Postgres-backed job queues with Ruby

A few lines of Ruby with the pg driver is a simple alternative to a job queuing library. Job queues are defined as database tables and workers are defined in one Ruby file.

Depending on the queue requirements, either polling or Postgres' LISTEN/NOTIFY may be appropriate.

queue_poll: bundle exec ruby queue_poll.rb
queue_listen: bundle exec ruby queue_listen.rb

To run one worker on Heroku:

heroku ps:scale queue_poll=1

Or:

heroku ps:scale queue_listen=1

Queues can contain heterogeneous job types. But, if you want to avoid backup in one queue affecting jobs of another type, create N numbers of (1 job queue table + 1 job worker).

Poll

With a job_queue table...

CREATE TABLE job_queue (
  id SERIAL,
  created_at timestamp DEFAULT now() NOT NULL,
  status text DEFAULT 'pending'::text NOT NULL,
  name text NOT NULL,
  data jsonb NOT NULL,
  worked_at timestamp
);

...the job worker could look like:

require "pg"
require "json"

require_relative "job_one"
require_relative "job_two"

begin
  conn = PG.connect(ENV.fetch("DATABASE_URL"))

  interval = 10
  puts "Polling every #{interval} seconds..."

  loop do
    sleep interval

    t = Process.clock_gettime(Process::CLOCK_MONOTONIC)

    job = conn.exec(<<~SQL).first
      SELECT
        id,
        name,
        data
      FROM
        job_queue
      WHERE
        worked_at IS NULL
      ORDER BY
        created_at ASC
      LIMIT 1
    SQL
    if !job
      next
    end

    status = case job["name"]
    when "JobOne"
      JobOne.call(JSON.parse(job["data"]))
    when "JobTwo"
      JobTwo.call(JSON.parse(job["data"]))
    else
      "err: invalid job #{job["name"]}"
    end

    conn.exec_params(<<~SQL, [status, job["id"]])
      UPDATE
        job_queue
      SET
        status = $1,
        worked_at = now()
      WHERE
        id = $2
    SQL

    elapsed = (Process.clock_gettime(Process::CLOCK_MONOTONIC) - t).round(2)
    puts "#{elapsed}s job #{job["id"]}: #{status}"
  end
ensure
  conn&.close
end

Listen

With a job_queue table, NOTIFY function, and TRIGGER...

CREATE TABLE job_queue (
  id SERIAL,
  created_at timestamp DEFAULT now() NOT NULL,
  status text DEFAULT 'pending'::text NOT NULL,
  name text NOT NULL,
  data jsonb NOT NULL,
  worked_at timestamp
);

CREATE FUNCTION notify_job_queued() RETURNS TRIGGER AS $$
BEGIN
  PERFORM
    pg_notify('job_queued', cast(NEW.id AS varchar));
  RETURN NULL;
END;
$$ LANGUAGE plpgsql;

CREATE TRIGGER on_job_queue
  AFTER INSERT ON job_queue
  FOR EACH ROW
  EXECUTE PROCEDURE notify_job_queued();

...the job worker could look like:

require "pg"
require "json"

require_relative "job_one"
require_relative "job_two"

begin
  conn = PG.connect(ENV.fetch("DATABASE_URL"))

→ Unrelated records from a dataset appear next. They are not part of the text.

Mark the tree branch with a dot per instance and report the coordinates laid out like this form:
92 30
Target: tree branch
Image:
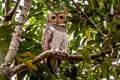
14 44
89 20
42 56
7 7
9 14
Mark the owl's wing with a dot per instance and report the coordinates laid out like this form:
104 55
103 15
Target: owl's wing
46 38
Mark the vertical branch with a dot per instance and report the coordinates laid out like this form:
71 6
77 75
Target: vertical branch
9 14
7 7
15 41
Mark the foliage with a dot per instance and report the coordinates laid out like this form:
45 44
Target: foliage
84 39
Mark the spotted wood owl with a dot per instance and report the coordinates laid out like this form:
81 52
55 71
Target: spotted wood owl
55 37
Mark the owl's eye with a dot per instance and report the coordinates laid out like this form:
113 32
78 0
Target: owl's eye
61 17
53 17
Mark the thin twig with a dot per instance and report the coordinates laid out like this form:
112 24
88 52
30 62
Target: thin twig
14 44
89 20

  conn.exec "LISTEN job_queued"
  puts "Waiting on job_queued channel..."

  loop do
    conn.wait_for_notify do |event, pid, job_id|
      job = conn.exec_params(<<~SQL, [job_id]).first
        SELECT
          id,
          name,
          data
        FROM
          job_queue
        WHERE
          id = $1
      SQL
      if !job
        next
      end

      t = Process.clock_gettime(Process::CLOCK_MONOTONIC)

      status = case job["name"]
      when "JobOne"
        JobOne.call(JSON.parse(job["data"]))
      when "JobTwo"
        JobTwo.call(JSON.parse(job["data"]))
      else
        "err: invalid job #{job["name"]}"
      end

      conn.exec_params(<<~SQL, [status, job["id"]])
        UPDATE
          job_queue
        SET
          status = $1,
          worked_at = now()
        WHERE
          id = $2
      SQL

      elapsed = (Process.clock_gettime(Process::CLOCK_MONOTONIC) - t).round(2)
      puts "#{elapsed}s job #{job["id"]}: #{status}"
    end
  end
ensure
  conn&.exec "UNLISTEN job_queued"
  conn&.close
end

Enqueue

In either case, enqueue a job by INSERTing into the queue table.

require "pg"
require "json"

conn = PG.connect(ENV.fetch("DATABASE_URL"))

conn.exec_params(<<~SQL, [{company_id: 1}.to_json])
  INSERT INTO job_queue (name, data)
  VALUES ('JobOne', $1)
SQL

job = conn.exec(<<~SQL).first
  SELECT data
  FROM job_queue
SQL

puts JSON.parse(job["data"]).dig("company_id") # 1